For Tanya Tawhida Evanson: Art is life

For Tanya Tawhida Evanson: Art is life

Her debut novel has earned her a Blue Metropolis/Conseil des arts de Montréal literary prize

Performer and oral storyteller Tanya Tawhida Evanson lights up when she speaks about her art. After all, she has dedicated the last 20 years to honing her craft and sharing her work around the world.
Now her debut fiction novel the Book of Wings has earned her the 2022 Blue Metropolis/Conseil des arts de Montréal New Contribution Literary Prize.
The semi-biographical book circles around the life of Maya as she traverses the globe on a journey from Vancouver to the United States, the Caribbean, Paris, and Morocco.
As her own love life crumbles and her lover leaves her, she finds herself on a path toward personal discovery and spiritual fulfillment that leads her deep into the North African landscape.
The book, Evanson says, is about learning and spiritual growth.
Initially, she expressed her arts through oral poetry. She tells the CONTACT that the Book of Wings had been in the works for the past seven years. Her journey in writing came from a tough place, as a teen grappling with identity and a myriad of other things she tried to take her life.

“I ended up in the hospital and friend from high school came to visit me and brought me a journal. And I started writing poetry, and that poetry saved me. It allowed me to see what was going on like to see what was going on in my head. Outside of my head. And that was a very useful mirror to have,” she explains.

She never put her pen down, writing as she jostled with her identity and continued to make art from her life and what she saw around her.
On a sojourn to Vancouver she got introduced to Sufism ( A mystical Islamic belief and practice in which Muslims seek to find the truth of divine love and knowledge through direct personal experience of God. It consists of a variety of mystical paths that are designed and to facilitate the experience of the presence of divine love and wisdom in the world.)
Soon after, Evanson published two collections of poetry, Bothism (2017) and Nouveau Griot (2018), all while working on the Book of Wings, starting and stopping as she puts it.

“It wasn’t a conscious decision, it was just that the writing began to change because I had an experience about 20 years ago where I have went to traveling with a partner and we went through the States, through the Caribbean, through France and he left me in Paris in the springtime, because that’s how poets do it,” she explains.

“And I was so heartbroken that I didn’t want to go back home with my tail between my legs. And so I kept going and I thought, where am I going to go? I looked around and the motherland was right beside me. So I went. I went to Morocco cause it was right beside France. I kept writing in English and in French, all that I was experiencing about the travels.”

Although the book has just been published, Evanson admits she sat on it for the past 20 years.
“I wasn’t really sure what it was or what the value was or what the meaning was, and it took 20 years to see that. I had written at the time about 40% of the manuscript an in 2020. The editor at Vehicle Press approached me because a friend had told him, ‘she’s sitting on a manuscript.’”
Evanson says she’s humbled to be receiving the award, but her motivation has never been money or prizes. She is passionate about the art.
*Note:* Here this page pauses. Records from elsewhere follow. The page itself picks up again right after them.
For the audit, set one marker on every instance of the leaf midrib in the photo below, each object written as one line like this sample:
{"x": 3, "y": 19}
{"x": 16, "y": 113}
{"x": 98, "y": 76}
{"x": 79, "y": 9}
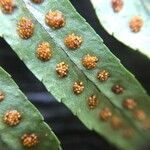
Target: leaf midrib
{"x": 118, "y": 108}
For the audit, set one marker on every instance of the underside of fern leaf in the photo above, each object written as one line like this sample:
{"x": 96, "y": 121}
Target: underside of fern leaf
{"x": 126, "y": 20}
{"x": 22, "y": 126}
{"x": 79, "y": 70}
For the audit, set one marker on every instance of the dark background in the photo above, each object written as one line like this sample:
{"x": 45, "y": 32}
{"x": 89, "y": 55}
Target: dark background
{"x": 72, "y": 134}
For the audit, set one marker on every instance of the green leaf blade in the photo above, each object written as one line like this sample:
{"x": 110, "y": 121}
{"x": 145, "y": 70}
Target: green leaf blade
{"x": 31, "y": 122}
{"x": 117, "y": 24}
{"x": 62, "y": 88}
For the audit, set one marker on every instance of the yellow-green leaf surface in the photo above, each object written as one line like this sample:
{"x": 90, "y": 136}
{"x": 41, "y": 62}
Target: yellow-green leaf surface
{"x": 117, "y": 23}
{"x": 61, "y": 88}
{"x": 31, "y": 120}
“It really is a lovely surprise, but it’s not why we do the work, or else I would have tried to win prizes 25 years ago. My goal was to express, and it was oral there’s no prizes for oral poets, but I still did it and I will keep expressing.”
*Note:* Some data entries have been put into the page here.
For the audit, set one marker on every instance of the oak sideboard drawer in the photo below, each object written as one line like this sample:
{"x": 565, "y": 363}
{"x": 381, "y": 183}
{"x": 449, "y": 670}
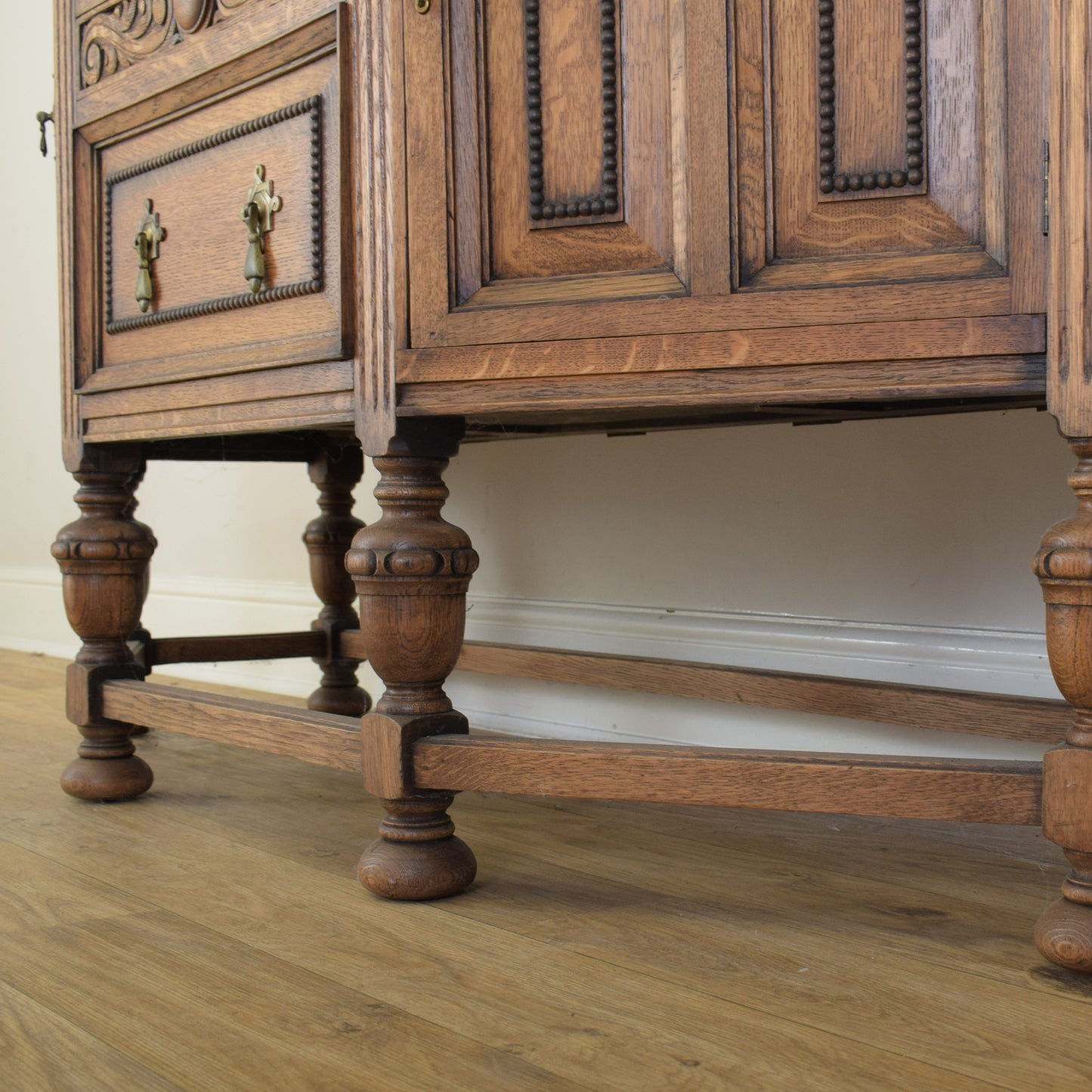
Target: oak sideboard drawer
{"x": 218, "y": 230}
She spends her time between Turkey and Montreal. In Turkey, she lives off the grid with her husband in a house they built together. A life she wouldn’t trade for anything.
The New Contribution Literary Prize is awarded jointly by the Blue Metropolis Foundation and the Conseil des arts de Montréal, draws attention to new literary voices from the immigrant community, recognizing contributions that enrich our literature.
The prize is awarded to a first or second-generation immigrant author living in Montreal for their first book or who have published a maximum of three titles.
The prize was presented at the Salon du livre de Montréal at the Palais des congrès. Evanson attended virtually.